Are there any real-world applications of Brownian noise or other types of noise in the dynamics in macro (not particles with small dimensions) dynamical systems?
There are three ways to answer your question, stemming from 'where' the noise terms should come from.
First, you can think of any kind of population dynamics, be it crowds, cells, birds, economic agents... where the noise arises in the modeling of the sub-parts of the system. One way to model all these systems is to assume some stochastic model for the agents 1, and then try to extract meaningful macro quantities of the whole thing. Some would call this 'emergent behavior'. If you'd like to dive deeper, the relevant field is probably Active Matter Theory.

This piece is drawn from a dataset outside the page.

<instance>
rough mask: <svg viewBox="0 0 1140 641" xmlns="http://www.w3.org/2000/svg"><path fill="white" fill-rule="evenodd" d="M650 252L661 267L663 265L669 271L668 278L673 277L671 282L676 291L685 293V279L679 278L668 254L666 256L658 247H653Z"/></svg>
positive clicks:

Second, when dealing with already macroscopic dynamical systems in real life, one should remember that any macro object dynamic quantity (position, speed...) must be measured before being dealt with. This, in turn, implies that there is some inherent measurement noise in your system that you have to take into account. I would recommend taking a look at Kalman filters, which are a way to deal with what I just described, especially for the guidance of vehicles.
Third, when modeling macroscopic systems, some factor impacting the dynamics is either inherently "noisy" or too tricky to model exactly. E.g., taking into account the wind changes (gusts) when modeling the mechanical behavior of high metallic structures. Another example could be the number of cars and their speed on a bridge when studying the mechanical response of such infrastructure.
1 Usually, exactly as you described, i.e. some deterministic interaction or inertial terms, plus a term to account for the randomness of each agent. This can be a bird, changing direction randomly every so often (of course there might a real reason for the changes, but you don't want to end up modeling the bird's decision process).